Currently, the only information the inline cost analysis uses from the caller is the call's arguments and the attributes used on those arguments. It does not do any analysis on constants stored by the caller and later loaded by the callee.
This causes a problem in -Oz, in which certain functions are not inlined despite being a no-op at runtime, whereas with a larger inline threshold, the function might be inlined and completely eliminated by further optimization passes.

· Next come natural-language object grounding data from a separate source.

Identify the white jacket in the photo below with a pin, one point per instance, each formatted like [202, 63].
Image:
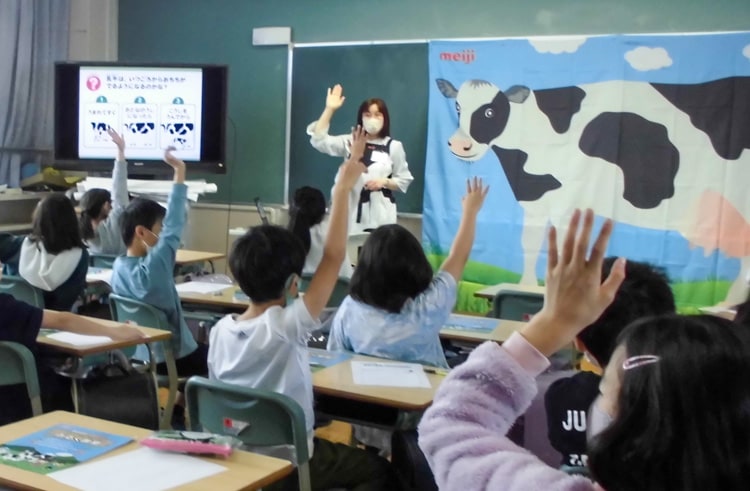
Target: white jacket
[44, 270]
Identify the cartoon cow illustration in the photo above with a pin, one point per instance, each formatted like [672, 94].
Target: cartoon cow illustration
[646, 154]
[180, 134]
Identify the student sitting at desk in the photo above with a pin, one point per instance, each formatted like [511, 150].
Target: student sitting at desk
[266, 346]
[674, 395]
[396, 308]
[145, 273]
[644, 292]
[307, 220]
[10, 252]
[20, 323]
[99, 220]
[53, 257]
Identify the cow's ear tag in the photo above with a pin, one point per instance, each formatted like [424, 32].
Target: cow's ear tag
[517, 93]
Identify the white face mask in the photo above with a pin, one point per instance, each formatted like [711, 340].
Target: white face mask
[372, 125]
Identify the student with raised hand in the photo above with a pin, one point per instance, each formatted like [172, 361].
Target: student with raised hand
[266, 346]
[99, 219]
[372, 202]
[396, 308]
[307, 220]
[20, 323]
[672, 410]
[644, 292]
[53, 257]
[152, 236]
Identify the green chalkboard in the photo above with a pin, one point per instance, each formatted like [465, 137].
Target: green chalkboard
[397, 73]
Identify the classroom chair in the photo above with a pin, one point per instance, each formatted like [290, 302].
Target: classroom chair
[102, 260]
[17, 366]
[22, 291]
[259, 418]
[516, 306]
[127, 309]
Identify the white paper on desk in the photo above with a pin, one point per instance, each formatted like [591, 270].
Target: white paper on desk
[387, 374]
[104, 275]
[143, 469]
[718, 310]
[200, 287]
[80, 340]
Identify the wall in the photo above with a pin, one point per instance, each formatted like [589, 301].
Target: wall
[221, 32]
[93, 30]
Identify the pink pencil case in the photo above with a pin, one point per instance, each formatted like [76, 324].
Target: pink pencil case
[191, 442]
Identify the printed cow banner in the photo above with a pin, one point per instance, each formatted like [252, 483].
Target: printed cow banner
[652, 131]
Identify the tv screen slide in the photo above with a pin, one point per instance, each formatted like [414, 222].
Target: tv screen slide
[152, 106]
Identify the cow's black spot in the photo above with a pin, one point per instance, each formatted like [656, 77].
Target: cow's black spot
[559, 105]
[720, 108]
[525, 186]
[488, 120]
[641, 148]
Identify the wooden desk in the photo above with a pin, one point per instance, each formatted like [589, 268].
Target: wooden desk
[185, 256]
[337, 381]
[224, 300]
[491, 291]
[720, 310]
[244, 470]
[152, 336]
[500, 334]
[98, 276]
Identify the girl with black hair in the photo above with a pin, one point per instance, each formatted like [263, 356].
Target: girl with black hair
[372, 202]
[673, 407]
[307, 221]
[99, 221]
[396, 308]
[53, 257]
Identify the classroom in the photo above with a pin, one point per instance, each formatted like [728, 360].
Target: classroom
[481, 318]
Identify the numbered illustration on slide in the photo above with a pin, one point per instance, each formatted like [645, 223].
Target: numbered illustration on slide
[153, 108]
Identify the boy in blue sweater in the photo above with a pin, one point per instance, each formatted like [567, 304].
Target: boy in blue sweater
[152, 236]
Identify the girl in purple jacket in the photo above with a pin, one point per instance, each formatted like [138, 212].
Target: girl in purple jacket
[674, 405]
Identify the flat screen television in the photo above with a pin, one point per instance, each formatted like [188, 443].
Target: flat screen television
[153, 105]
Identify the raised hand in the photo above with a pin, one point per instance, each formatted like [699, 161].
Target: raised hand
[575, 296]
[334, 99]
[177, 164]
[475, 193]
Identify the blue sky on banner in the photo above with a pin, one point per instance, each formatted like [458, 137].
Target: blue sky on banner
[528, 61]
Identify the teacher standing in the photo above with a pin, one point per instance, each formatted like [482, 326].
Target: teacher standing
[372, 202]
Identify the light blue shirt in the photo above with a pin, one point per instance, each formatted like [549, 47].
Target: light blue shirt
[150, 278]
[412, 335]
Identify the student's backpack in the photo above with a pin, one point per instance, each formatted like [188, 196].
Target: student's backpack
[410, 463]
[118, 392]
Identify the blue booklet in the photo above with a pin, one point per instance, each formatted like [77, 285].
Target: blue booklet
[58, 447]
[324, 358]
[463, 323]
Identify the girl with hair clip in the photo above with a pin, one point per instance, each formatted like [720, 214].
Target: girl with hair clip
[99, 221]
[53, 257]
[372, 202]
[307, 221]
[672, 413]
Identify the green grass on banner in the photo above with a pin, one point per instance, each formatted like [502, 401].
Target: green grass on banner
[689, 296]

For context, Chrome compiles the Android binary with -Oz. However, this means that many no-op destructors remain un-inlined. Chief among them are ~unique_ptr and ~scoped_refptr (Chrome's refcounted pointer wrapper). This is even when an rvalue of type unique_ptr<T> is immediately moved and destructed. For example,
global_unique_ptr = std::make_unique<int>();
or
function_that_takes_unique_ptr(std::make_unique<int>());
Emits a destructor call on Android, despite the fact that the move constructor sets the unique_ptr's internal pointer to nullptr, and the destructor performs something similar to:
if (ptr_)
get_deleter()(ptr_);
Here's a relatively simple example: https://godbolt.org/z/YD3U7S
These extra no-op function calls are bad for binary size, and bad for performance. I tried to think of a way to fix this on a higher-level, such as a Clang plugin that fixes the largest offenders (~unique_ptr and ~scoped_refptr), but the AST is too high-level to fix this issue. And increasing the inline-threshold whatsoever is very bad for performance. (not to mention that fiddling with inline-threshold will either cause *all* ~unique_ptr destructors to be inlined or none of them, when it would be better for them to be inlined on a case-by-case basis).
So, add a flag called -inline-perform-caller-analysis. For now, this flag will cause analysis of stores to the caller's stack in the callsite's basic block to run during calculation of the inline cost. Then, any loads in the callee from the caller's stack will be simplified if possible (if the values could not have been clobbered already).
This change causes a 20KB decrease in Android binary size for Chrome. In addition, a planned Chrome change (increasing usage of std::make_unique and base::MakeRefCounted) that would increase Android binary size by ~100KB now causes no change in binary size. Chrome build time with and without this feature does not change (a trial compilation actually ran marginally faster with -inline-perform-caller-analysis).
The comments in InlineCost.cpp on CandidateCall indicate that we should not be performing analysis in the caller, so the results are more easily cacheable. However, inline analysis is already dependent on the call's arguments and parameter attributes, which probably often prevents caching from being useful. I also don't see anywhere in the LLVM codebase where results are being cached. And, in the future if caching will be added, we can return an "uncacheable" cost if this analysis affects the results. Even so, this feature is added behind a flag.
Ah, spotted a bug as soon as I posted this--a store to a stack location that overlaps (but is not equal to) an existing constant won't invalidate the original constant. I'll have to figure out how to fix that.